In 1898 the Verein der Niederlausitzer Braunkohlewerke (the Association of Lower Lusatia Lignite Plants) was founded by thirteen brown-coal mining companies.As business boomed, more space was needed for the association, and in May 1924 the newly built neo-baroque stucco Kreishaus (roundhouse) was opened. It stands on Dubinaweg on the banks of the Schwarze Elster and is now the district Landratsamt, but back in the twenties it was the HQ for brown-coal mining in the area, with a lignite museum, pre-schooling in the profession of mining, and the offices of the newspaper for anyone to do with mining, Der Niederlausitzer Braunkohlebergmann.

After the war, the building was expropriated by the Soviet administration and became 'property of the people', to be used from 1952 by local government. The 'roundhouse' is now newly renovated, and as a wedding-registry is conveniently (for wedding photographers) just across from the Schlosspark and picturesque beside the river:


The Verein der Niederlausitzer Braunkohlewerke came under collective state-ownership, but of course lignite mining continued in the region around Senftenberg.

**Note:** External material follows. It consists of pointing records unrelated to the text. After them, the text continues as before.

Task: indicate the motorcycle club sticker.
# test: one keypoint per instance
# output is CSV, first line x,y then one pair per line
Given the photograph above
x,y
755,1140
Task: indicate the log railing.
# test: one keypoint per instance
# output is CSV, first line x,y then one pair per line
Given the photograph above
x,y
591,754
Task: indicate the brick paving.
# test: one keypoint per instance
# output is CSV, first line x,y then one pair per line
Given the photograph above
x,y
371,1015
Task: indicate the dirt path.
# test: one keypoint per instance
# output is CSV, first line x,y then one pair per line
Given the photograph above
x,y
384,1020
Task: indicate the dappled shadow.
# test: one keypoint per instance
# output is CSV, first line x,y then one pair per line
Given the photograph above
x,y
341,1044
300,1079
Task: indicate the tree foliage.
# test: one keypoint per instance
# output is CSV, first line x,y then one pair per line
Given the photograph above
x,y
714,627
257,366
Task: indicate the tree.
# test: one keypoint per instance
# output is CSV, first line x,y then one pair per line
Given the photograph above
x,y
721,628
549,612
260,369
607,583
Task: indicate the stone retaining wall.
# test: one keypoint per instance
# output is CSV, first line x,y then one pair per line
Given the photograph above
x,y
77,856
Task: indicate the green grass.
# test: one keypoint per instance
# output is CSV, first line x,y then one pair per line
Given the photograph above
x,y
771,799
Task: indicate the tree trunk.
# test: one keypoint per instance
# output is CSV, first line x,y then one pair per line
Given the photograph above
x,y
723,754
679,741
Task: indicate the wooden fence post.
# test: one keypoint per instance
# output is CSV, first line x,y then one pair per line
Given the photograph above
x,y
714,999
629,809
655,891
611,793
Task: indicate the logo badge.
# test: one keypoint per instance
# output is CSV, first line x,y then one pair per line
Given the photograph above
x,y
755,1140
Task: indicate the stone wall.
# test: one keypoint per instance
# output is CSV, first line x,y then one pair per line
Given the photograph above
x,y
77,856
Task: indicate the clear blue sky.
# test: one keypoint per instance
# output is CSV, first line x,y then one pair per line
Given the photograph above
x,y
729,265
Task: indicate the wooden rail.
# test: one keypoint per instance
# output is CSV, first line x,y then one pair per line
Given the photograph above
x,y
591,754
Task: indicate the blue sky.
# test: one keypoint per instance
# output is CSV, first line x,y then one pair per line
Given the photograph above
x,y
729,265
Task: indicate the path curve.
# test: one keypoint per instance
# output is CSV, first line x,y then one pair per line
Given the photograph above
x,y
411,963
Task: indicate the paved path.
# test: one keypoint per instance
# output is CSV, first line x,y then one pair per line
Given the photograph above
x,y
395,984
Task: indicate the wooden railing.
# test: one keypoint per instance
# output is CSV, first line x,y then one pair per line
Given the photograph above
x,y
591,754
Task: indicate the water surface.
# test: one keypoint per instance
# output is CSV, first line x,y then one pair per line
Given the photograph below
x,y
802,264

Even more so: the newly-founded steel-works built at places like Eisenhüttenstadt under Stalinist five-year plans for economic development were greedy for fuel. In the following decades the Lusatian region became an environmentalist's nightmare of numerous giant strip-mines devastating the landscape, and Senftenberg became the centre of DDR fuel-production.

Lignite-mining still goes on in the region, but Senftenberg no longer lies next to one of them. Instead it stands beside the large and lovely Senftenberger See (Lake Senftenberg), a popular destination for holiday-makers, day-trippers, and water-sport enthusiasts. Where did the strip-mine go? It became Lake Senftenberg!

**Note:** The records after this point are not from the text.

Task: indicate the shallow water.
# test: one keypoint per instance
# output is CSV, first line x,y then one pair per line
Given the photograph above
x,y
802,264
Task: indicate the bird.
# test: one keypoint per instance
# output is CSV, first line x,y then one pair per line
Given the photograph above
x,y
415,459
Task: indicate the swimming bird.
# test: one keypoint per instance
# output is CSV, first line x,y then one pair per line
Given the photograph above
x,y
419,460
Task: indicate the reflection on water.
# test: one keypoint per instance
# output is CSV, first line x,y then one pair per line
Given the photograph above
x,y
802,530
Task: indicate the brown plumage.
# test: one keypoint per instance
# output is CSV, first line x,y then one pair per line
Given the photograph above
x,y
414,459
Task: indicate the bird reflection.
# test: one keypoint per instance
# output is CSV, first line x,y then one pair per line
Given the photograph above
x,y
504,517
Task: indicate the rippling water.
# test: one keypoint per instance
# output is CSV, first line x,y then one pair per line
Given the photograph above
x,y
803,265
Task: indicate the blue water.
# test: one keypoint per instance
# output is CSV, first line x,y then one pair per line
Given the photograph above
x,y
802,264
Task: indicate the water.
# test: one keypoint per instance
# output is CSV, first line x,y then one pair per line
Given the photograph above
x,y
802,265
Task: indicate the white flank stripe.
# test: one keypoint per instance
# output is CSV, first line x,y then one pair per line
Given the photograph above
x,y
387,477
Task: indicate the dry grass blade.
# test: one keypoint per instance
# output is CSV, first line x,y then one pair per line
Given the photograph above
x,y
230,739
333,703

The lake was created between November 1967 and November 1972 by diverting the Schwarze Elster river to completely flood the strip-mine Tagebau Niemtsch.


The lake now has an area of 13 square kilometres (by comparison, Lake Windermere is a bit larger at 14.73 km squared) and of its 18 km of coastline, 7 km are classified as beach.


Last year (23 rd April 2013) the city marina was opened with over a hundred boat moorings.



As usual, you've got to wonder, where is everyone though?


Ah well, there were some delish ice-creams on offer at the marina, and we got our yummy calories down before cycling off around the other artificial lakes in the area.

Senftenberg is a lovely, interesting town, and amazing what changes it has seen. We will return!